Mr Milano and his team slowly pieced together Vito’s routine and were ready to strike once Montreal’s police force said so.
And what that time came on January 20, 2004, it was done “like a very well-performed ballet”.
SURGICAL STRIKE
“It was surgical. Precise actions between the investigators, myself, and Pietro and the cast of support police officers that were part of the surveillance team till the moment we put the cuffs on him.
“We had a team that surrounded the property. We basically knocked on the door – we didn’t want to have tactical officers accompany us. It’s a family environment, his house was located in a very well-to-do area in Montreal and we did not have information regarding that he might be carrying a gun.
“We decided, Pietro and I, to confront Mr Rizzuto like normal citizens.
“Like two detectives to a bad guy. We knocked at the door. His wife answered. It was quite early in the morning and so she was in a nightgown. It was cold.
“Mrs Rizzuto opens the door and he’s at the top of the stairs. It’s not a small property.
“My partner and I asked him to come down, which he does and we go to the parlour just off the door.
“I ask him to sit down and I take the document out and I read it to him.
“He understood clearly why we were there and he understood the charge.
“He asked us at that point if he could change because he was in a nightgown and that’s when my partner told him: ‘Dress up nicely Vito because you’ll be going to court’.”
Vito was handcuffed and eventually taken to a maximum security jail 30 minutes outside the city.

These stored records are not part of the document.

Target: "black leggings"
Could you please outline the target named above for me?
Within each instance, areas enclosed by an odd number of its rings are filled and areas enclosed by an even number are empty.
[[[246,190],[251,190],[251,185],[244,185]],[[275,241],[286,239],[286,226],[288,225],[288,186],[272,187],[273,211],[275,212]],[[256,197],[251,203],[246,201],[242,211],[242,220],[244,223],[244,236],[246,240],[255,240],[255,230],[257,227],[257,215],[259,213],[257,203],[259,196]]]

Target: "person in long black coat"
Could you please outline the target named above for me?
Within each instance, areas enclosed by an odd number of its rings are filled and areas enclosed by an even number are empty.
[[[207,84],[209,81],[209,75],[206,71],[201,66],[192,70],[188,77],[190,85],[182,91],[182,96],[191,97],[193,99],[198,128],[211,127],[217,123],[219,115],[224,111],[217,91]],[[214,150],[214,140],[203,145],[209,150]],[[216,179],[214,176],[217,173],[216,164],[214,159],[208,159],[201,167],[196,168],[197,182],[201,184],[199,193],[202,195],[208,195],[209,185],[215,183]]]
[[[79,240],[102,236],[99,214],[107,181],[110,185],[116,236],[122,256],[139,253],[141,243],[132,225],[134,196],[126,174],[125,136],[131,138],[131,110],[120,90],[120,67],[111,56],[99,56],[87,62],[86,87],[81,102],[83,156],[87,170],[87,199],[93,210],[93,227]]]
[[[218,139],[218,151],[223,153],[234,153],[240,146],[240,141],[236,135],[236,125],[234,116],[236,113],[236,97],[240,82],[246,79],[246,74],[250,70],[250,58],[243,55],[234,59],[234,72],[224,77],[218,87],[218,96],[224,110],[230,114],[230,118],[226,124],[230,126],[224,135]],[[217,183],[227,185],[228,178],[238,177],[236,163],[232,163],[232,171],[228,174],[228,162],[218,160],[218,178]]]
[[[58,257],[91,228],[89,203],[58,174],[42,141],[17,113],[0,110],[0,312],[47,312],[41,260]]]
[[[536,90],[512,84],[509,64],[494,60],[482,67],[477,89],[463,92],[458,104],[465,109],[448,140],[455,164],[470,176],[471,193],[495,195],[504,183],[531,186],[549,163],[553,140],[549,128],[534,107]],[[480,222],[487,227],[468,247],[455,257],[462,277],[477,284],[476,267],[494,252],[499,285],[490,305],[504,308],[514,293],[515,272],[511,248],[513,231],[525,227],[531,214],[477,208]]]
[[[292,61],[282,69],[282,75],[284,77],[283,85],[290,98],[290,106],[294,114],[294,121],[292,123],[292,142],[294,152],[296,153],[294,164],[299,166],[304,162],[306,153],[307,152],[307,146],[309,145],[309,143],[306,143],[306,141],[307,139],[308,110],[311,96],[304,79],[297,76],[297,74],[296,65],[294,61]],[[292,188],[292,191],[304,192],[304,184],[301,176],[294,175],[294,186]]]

Mr Milano remembers Vito was “confused, bewildered” and constantly asking if they had the right person.
When the FBI’s extradition warrant finally came through two years later, Mr Milano and his partner swooped Vito out and onto a plane set for New York.
He said: “We allowed him to have his weekly visit with the family and waited for them to leave to sweep in the visitor sector.
“Me and another officer in plain clothes picked him up. The surprise was so well planned, he had to give away his belongings in the cell to a fellow inmate and the guards were all bewildered.
“The trip back to Montreal allowed him to get to know me and me him.
“He was forthcoming and spoke openly about his family, his prediction about how things would go down in his absence.
“It was prophetic; everything except the murders of his crew and family happened.”
Vito was later found guilty for the murders of three rival Bonano crime family capos, Philip Giaccone, Dominick Trinchera and Alphonse Indelicato.
On May 4, 2007, he pleaded guilty to conspiracy to commit murder and was sentenced to 10 years behind bars and fined $250,000.
He was incarcerated into a federal supermax prison for the most dangerous male inmates in the US.
His disappearance from the mob scene created a power vaccum – with Vito’s son Nick being gunned down in 2009, and his father Nicolo being shot by a sniper in 2010.
When Vito was given early release in October 2012, he flew back to Montreal and met his captor months before the mob boss’ death from lung cancer.
The mobster provided Mr Milano with vital information about corruption among Quebec’s construction industry, which his family once benefitted from.
“I repeat to everyone who asks me what Vito was like,” Mr Milano said.
“He was a gentleman, in every sense of the word. Very composed and very articulate. He had leadership qualities.
“He was able to influence people and had that charisma that made him a little bit special.
“I’ve met some big players in organised crime and some big time bikers and there was a distinction with Vito in regards to that.”